On critique beaucoup les
"parachutages" de candidats en des lieux géographiques où ils
n'avaient ni travail ni domicile et donc dont ils n'ont a priori pas à s'occuper. Je pense que dans certains cas, et en
dehors des élections ultra-locales où la connaissance du quotidien de la
population est importante (élections municipales des petites & moyennes
communes), ce refus ne se justifie pas et le "parachutage" n'est pas
forcément un drame. Je ne vais pas me lancer dans un plaidoyer mais il me faut
étayer un peu cette position. On peut imaginer des tas de situations où une
personne de valeur utile au pays peut être mise en avant hors de sa localité
d'origine. Par exemple lorsqu'il y en a plusieurs dans la même ville et qu'il
n'y a qu'une place éligible, ou lorsqu'il s'agit d'une circonscription
"imprenable", ou encore compte tenu des exigences de la parité et des
diversités par exemple (rappelons au passage que malgré la confusion qui règne
dans les têtes de bien des gens, les députés n'ont pas un mandat territorial
mais national, bref j'aborderai ça une autre fois). Ne détaillons pas plus car
ce billet est déjà suffisamment long, mais gardons à l'esprit que ce qui
importe, c'est d'abord les qualités de la personne et son utilité pour le pays
et la population à travers son mandat. Et qu'on ne vienne pas parler de
"légitimisme" pour des membres locaux qui s'estimeraient lésés : nous
ne sommes plus (censés être) dans un système féodal (ça ne tiendrait qu'à moi
je virerais illico presto les
"journalistes" qui emploient le terme de "fief") et puis ce
qui doit leur importer c'est la mise en oeuvre de leurs idées pour le pays et
non leur carrière personnelle (d'ailleurs il faudra aussi que je parle de la
nécessaire "déprofessionnalisation" de la politique). Je suis écoeuré
quand je lis des querelles entre des personnes qui partagent les mêmes idées
mais se déchirent et se détruisent (et le parti avec) pour de stupides
questions de nominations ou de places sur des listes...

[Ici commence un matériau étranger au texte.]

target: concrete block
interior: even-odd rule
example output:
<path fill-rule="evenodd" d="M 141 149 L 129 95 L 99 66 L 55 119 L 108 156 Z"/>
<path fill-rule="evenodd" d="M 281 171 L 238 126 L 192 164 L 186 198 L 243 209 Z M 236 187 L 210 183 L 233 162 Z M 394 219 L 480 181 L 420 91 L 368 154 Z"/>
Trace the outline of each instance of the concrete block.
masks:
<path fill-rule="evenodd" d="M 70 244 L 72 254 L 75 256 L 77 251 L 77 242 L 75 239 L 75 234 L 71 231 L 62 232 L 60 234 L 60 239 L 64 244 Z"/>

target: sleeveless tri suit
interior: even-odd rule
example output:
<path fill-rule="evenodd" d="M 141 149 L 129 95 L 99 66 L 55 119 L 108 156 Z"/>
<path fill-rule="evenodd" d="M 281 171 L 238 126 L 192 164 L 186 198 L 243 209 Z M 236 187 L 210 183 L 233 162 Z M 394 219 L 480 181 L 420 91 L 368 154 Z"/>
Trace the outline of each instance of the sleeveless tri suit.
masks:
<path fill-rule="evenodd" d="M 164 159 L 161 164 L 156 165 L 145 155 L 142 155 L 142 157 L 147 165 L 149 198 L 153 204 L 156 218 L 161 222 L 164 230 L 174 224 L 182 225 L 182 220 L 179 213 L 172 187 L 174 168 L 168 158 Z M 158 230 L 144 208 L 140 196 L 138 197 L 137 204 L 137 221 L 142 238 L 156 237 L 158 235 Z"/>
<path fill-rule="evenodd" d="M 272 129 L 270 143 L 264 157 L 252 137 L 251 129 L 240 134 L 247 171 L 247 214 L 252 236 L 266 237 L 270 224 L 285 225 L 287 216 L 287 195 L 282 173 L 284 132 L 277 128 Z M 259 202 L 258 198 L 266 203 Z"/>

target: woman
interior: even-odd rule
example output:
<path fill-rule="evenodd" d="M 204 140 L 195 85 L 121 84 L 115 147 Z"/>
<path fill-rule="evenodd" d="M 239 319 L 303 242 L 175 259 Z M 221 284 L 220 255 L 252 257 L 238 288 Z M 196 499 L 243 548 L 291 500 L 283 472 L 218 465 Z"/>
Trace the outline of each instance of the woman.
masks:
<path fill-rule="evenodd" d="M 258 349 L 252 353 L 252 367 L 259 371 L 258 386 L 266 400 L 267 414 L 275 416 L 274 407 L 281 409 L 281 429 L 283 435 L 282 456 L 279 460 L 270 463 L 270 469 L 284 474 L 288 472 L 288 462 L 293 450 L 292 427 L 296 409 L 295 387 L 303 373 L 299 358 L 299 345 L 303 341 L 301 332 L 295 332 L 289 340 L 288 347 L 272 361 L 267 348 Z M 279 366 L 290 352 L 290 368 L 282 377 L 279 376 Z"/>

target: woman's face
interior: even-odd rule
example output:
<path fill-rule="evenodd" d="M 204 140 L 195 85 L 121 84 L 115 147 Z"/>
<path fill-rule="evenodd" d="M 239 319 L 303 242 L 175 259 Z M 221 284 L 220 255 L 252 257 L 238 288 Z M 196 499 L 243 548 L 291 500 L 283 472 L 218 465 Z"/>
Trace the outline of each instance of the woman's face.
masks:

Voyons enfin un dernier point dans ce panorama non exhaustif (je traiterai les autres dans les commentaires si nécessaire) : les composantes du parti. Le Mouvement Démocrate a une structure sociologique et idéologique complexe héritée des origines multiples de ses fondateurs (et des membres qui l'ont rejoint ensuite, car il y en a toujours et pas seulement des taupes!) :
- des membres de l'UDF (très divers) et des membres de CAP21, les deux partis fondateurs,
- des membres venus d'autres partis, notamment des Verts et du PS,
- des membres dont c'est le premier engagement en politique (l'une des grandes victoires de ce parti, même si ce n'est hélas bientôt plus qu'un souvenir...).
Ajoutez-y d'éventuels alliés conjoncturels pour certaines élections, comme ce sera peut-être le cas de certaines formations écologistes et/ou régionalistes pour les prochaines élections régionales début 2010.
Comment voulez-vous obtenir
une juste représentation des compétences et des sensibilités (sans parler de la
parité et des diversités) aux places éligibles des listes par un processus de
primaires internes ?! Un tel processus conduirait sans nul doute à une
distribution reflétant surtout le poids démographique des différentes
catégories, avec "prime aux majoritaires", et excluant de fait les
"petits" (certains écologistes, les nouveaux arrivants en politique
sans réseaux internes, etc) qui recèlent pourtant d'excellentes compétences
(elles ne sont pas -encore- toutes parties...). Entendons-nous bien : je ne
suis pas favorable à une représentation proportionnelle des différentes
sensibilités à la manière d'un système à quotas. Mais il est clair que dans ce vivier
formidable que constituent ces catégories il y a des talents qu'il faudra
absolument mettre en avant (donc à des places éligibles sur les listes)
indépendamment des élus sortants et des catégories démographiquement
majoritaires dans le parti ; et je doute fortement que cela puisse se faire
simplement sur la base d'une élection interne sans intervention des
responsables nationaux.
Ces quelques éléments étant posés, je tiens à rappeler que je ne méprise ni ne néglige les processus internes participatifs. J'estime même qu'ils sont notre objectif à moyen terme, car ils sont indispensables à l'avènement d'une véritable démocratie en ce XXIème siècle. Dans l'intervalle, je prône un processus tel que défini par Sébastien Dugauguez il y a quelque temps.